Thanks, Greg (and, by extension, Jim). So, to clarify: One of the ways is to upload the page images with the new e-book. I'm assuming I just include another folder, next to the images folder and the text and HTML files I submit, called “page-images”, including all the page scans. I can obviously not call it “FILENUMBER-page-images”, since at that point I don't know the e-book number yet. Is that correct? I'll try with my next submission. What if I haven't submitted the page images with a book and want to go about adding them later? How do I send them to the WWers? Do I upload them somewhere? If so, where? Shall I use the ordinary e-book submission form again and just upload the page images without the book, with a note which e-book number they are for? That seems rather inconvenient. (Not inconvenient for _me_, but for the _WWers_. _I_ wouldn't mind.) Or is it still done by FTP? If so, how do I (or anyone else) get an account? And exact instructions on where to put the images and how to notify the WWers? What do I do if there are lots of pages and/or lots of illustrations and the file gets a little larger? The e-book submission web form has an upload limit. I don't know how large it is, but I know some of us have run up against it even for ordinary illustrated e-book submissions without page images. Is there an alternative way in that case? Jana, really happy that she'll hopefully get to store her images somewhere other than on her own machine soon! (I have some that are _not_ in the Internet Archive or Google Books, or at least not as complete sets, so at least those would be valuable to have) On Feb 13, 2012, at 11:04, Greg Newby wrote:
On Mon, Feb 13, 2012 at 09:43:36AM +0100, Jana Srna wrote:
So ? can I get a reply on this from someone? Greg? One of the WWers?
Greg says he's ?disappointed? we aren't providing page scans for each title. He says it's ?part of the established WWer workflow? to post them, either as part of a new book, or separately.
Can someone please explain that ?established workflow?? How exactly does one, as the contributor of a book, either new or already posted, go about submitting page scans for it?
Sorry for not sending this earlier, but I checked with the WWers first, and then neglected to follow up on -d. Details below.
I don't know whether these guidelines are available elsewhere, but I did confirm with the WWers they are able & ready to accept page images. One volunteer was very active at getting these from DP, but that ended a few years ago.
Note that we do NOT need page images only as a zip. They are OK unzipped. (The PIZ extensions are because our old mailing list manager refused messages with the string 'zip')
From: "Jim Tinsley" <jtinsley@pobox.com> To: "Posted Etexts for Project Gutenberg" <posted@listserv.unc.edu> Subject: [posted] Posted (#12973, Butler) ! Date: Tue, 20 Jul 2004 20:24:32 -0700 (PDT)
Personal Recollections of Pardee Butler, by Pardee Butler 12973 [Editor: Mrs. Rosetta B. Hastings] [Contributor: Mrs. Rosetta B. Hastings] [Contributor: Elder John Boggs] [Contributor: Elder J. B. McCleery] [Link: http://www.gutenberg.net/1/2/9/7/12973 ] [Files: 12973.txt; 12973-h.htm; 12973-page-images]
Thanks to Roger for finding and scanning this book.
This is the first PG book to be posted with page images. We are now beginning to accept page images along with the regular postings. Of course, DP has always preserved its page images, and those will eventually be uploaded in a big batch, or series of batches, but non-DP contributions may now begin adding page images.
For now, we're setting the following guidelines for page image postings:
1. PG is now accepting page images of books posted.
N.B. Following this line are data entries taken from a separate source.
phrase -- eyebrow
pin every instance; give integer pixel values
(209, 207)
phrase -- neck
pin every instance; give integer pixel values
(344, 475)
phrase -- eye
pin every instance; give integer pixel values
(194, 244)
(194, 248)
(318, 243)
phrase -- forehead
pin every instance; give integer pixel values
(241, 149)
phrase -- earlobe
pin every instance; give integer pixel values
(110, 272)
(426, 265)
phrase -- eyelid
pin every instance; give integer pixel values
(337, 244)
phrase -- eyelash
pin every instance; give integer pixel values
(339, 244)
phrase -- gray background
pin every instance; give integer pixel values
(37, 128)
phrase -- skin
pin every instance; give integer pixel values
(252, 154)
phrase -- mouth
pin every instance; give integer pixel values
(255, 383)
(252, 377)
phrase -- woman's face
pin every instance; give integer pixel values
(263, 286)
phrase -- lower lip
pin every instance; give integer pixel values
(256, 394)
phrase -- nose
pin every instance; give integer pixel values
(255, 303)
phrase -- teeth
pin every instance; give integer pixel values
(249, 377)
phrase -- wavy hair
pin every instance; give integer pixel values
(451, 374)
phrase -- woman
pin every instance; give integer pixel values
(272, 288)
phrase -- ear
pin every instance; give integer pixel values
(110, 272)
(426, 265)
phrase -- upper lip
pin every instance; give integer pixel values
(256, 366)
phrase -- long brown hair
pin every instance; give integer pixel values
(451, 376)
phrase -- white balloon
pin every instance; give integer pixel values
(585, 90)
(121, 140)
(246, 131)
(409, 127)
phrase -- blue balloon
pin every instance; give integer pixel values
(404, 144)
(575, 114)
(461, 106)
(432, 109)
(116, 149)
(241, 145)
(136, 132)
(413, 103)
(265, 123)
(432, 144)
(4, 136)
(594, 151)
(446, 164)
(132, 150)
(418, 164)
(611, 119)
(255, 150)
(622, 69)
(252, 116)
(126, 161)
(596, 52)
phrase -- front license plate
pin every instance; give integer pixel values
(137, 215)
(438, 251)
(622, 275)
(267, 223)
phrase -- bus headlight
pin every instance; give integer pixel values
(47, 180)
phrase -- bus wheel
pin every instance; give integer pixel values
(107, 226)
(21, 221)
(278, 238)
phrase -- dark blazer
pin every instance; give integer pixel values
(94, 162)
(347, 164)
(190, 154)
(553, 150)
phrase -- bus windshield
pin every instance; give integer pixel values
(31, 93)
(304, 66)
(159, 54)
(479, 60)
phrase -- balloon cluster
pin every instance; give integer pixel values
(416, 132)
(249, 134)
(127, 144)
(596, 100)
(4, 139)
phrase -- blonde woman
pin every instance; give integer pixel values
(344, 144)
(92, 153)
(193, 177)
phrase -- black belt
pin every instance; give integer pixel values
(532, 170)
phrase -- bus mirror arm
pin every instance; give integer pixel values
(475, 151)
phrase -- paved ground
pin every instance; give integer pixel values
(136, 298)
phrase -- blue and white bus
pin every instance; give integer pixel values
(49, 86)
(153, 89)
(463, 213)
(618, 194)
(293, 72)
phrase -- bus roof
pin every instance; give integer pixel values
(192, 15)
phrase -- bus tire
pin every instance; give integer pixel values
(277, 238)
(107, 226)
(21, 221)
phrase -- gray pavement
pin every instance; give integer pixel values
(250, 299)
Page images will be posted _only_ as an addition to an etext posted in the normal way -- we will not post page images without plain text.
2. Page images are an option; they are not and will not be required for the posting of a text.
3. All page images should be good enough to work reasonably well with OCR packages, up to 600 dpi, and should be stored as black-and-white TIFFs with CCITT-4 (aka ITU-G4 or Fax Group 4) compression. This is important, so that we keep the overall file size down to a sustainable level. With this compression, a typical 600dpi page can be stored for about 40KB. Our ability to post these images depends on the file sizes staying fairly reasonable. Pages such as color pictures or greyscale photos that cannot reasonably be stored as black-and-white only should be stored as TIFF or JPEG with the best compression you can get for that image.
(Note: Irfanview for Windows does this nicely individually or in batch. ImageMagick v 6.x: convert myimage.png -compress group4 myimage.tif )
4. Each page image should be a separate file and named with the page number within the set; e.g. 001.tif, 002.tif, etc. Separate, non-page images, such as covers or color images scanned separately from the pages, should have suitable names, such as "cover.jpg" or "072-image.tif" All page images for the book will be zipped into one file, to be called FILENUMBER-page-images, e.g. 12345-page-images.piz (reverse the extension) for etext #12345, and stored in the main directory for that etext. It will unzip to a subdirectory ./page-images, but we will not post separate page images in that directory, since that would double the space used, and we believe that people who want to consult the images will probably want them all. So, for now at least, if you want the images, you download the PIZ (backwards again) file.